Um ex-milico, afeito a golpes e garantias militares, chegou ao poder no colo de uma nação iludida. Pareciam cenas de V de Vingança, de James McTeigue. Jair Bolsonaro deu voz a milhões de oprimidos. Não, não eram pessoas — eram sentimentos escondidos dentro de um povo que fingia há décadas. Sua inabilidade, sic, castrense, revelou-se ainda mais evidente ao lidar com a maior crise do mundo moderno.

A pandemia poderia ter sido o maior capital político de um político de baixa patente. Getúlio diria que o cavalo passou encilhado e de cola baixa na frente de Bolsonaro. Mas ele não era da cavalaria: era da artilharia. Cada entrevista era um tiro de morteiro. E o estrago parecia uma bateria antiaérea invertida. O Messias revelou-se mais obtuso do que eu lembrava, num encontro jornalístico.

Enquanto isso, outro presidente era preso. Temer entrava, Lula saía. O Brasil se dividia. E o grande Grenal eleitoral se consolidava.

Desde as eleições indiretas de 1985 não se via tanta tensão. Lula venceu e voltou, mais uma vez, à rampa. Aqueles que sentiam falta de Geisel e Figueiredo invadiram Brasília. O domingo quase foi sangrento. O livro do Dr. Ulisses quase foi rasgado. A política aqui é dotada de um neoconstitucionalismo à brasileira, recheada de pós-verdades de espantar Bauman. Não há clareza sobre o que é gesto democrático ou ditatorial. Razão e propósito são deixados de lado.

Abrimos a janela e mais um presidente foi preso. Collor ganhou uma cela de frente para o mar. O mundo aprendeu a ver a elegância de um penteado careca: surge o Xandão, para a liga dos juízes famosos. “Vou te prender, vou te soltar” virou uma brincadeira de programa dominical de qualidade duvidosa.

A família Bolsonaro sequestrou a estabilidade do país em benefício próprio. O chefe do clã ganhou uma tornozeleira e uma cela de frente para o Paranoá, em caráter preventivo. E chegamos a oito presidentes da República — metade deles presos de alguma forma — na história não tão longa da Constituição cidadã.
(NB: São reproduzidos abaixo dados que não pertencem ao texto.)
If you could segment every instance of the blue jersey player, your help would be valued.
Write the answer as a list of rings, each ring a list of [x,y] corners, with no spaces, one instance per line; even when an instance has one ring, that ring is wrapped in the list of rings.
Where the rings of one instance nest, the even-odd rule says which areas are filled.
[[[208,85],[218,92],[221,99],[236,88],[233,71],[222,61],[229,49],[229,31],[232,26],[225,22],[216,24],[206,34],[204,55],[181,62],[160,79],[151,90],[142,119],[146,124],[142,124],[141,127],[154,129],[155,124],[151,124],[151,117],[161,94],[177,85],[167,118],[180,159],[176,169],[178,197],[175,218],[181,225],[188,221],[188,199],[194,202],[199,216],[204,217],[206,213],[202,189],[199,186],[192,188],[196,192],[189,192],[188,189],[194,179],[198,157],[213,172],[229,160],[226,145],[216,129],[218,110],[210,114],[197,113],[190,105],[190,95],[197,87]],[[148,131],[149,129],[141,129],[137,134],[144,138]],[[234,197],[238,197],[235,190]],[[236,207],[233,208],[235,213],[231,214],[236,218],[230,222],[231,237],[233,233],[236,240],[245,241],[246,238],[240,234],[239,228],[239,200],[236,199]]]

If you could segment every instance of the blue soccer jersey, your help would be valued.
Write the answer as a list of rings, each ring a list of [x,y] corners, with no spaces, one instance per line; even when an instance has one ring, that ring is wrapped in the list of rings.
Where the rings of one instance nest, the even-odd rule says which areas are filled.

Hoje começa o julgamento definitivo de Jair Bolsonaro. Não foram precisas quatro décadas inteiras para que os receios do grupo que forçou Sarney a assumir, enquanto Tancredo agonizava, voltassem à tona. Muito em temor de que Maluf o fizesse lá em 1985. Quarenta anos depois, existem dispositivos suficientes para conter golpes de Estado.

Agora, o Brasil assistirá em tempo real a mais um julgamento hipermidiático. Eu, não tão jovem, mas ainda com visão crítica, deixei o jornalismo. Ainda assim, não deixei o interesse pelos fatos de lado. Aquele helicóptero que caiu em 1992 em Angra levou embora um sonhador — mas não o sonho de ver um país pleno, estável e democrático.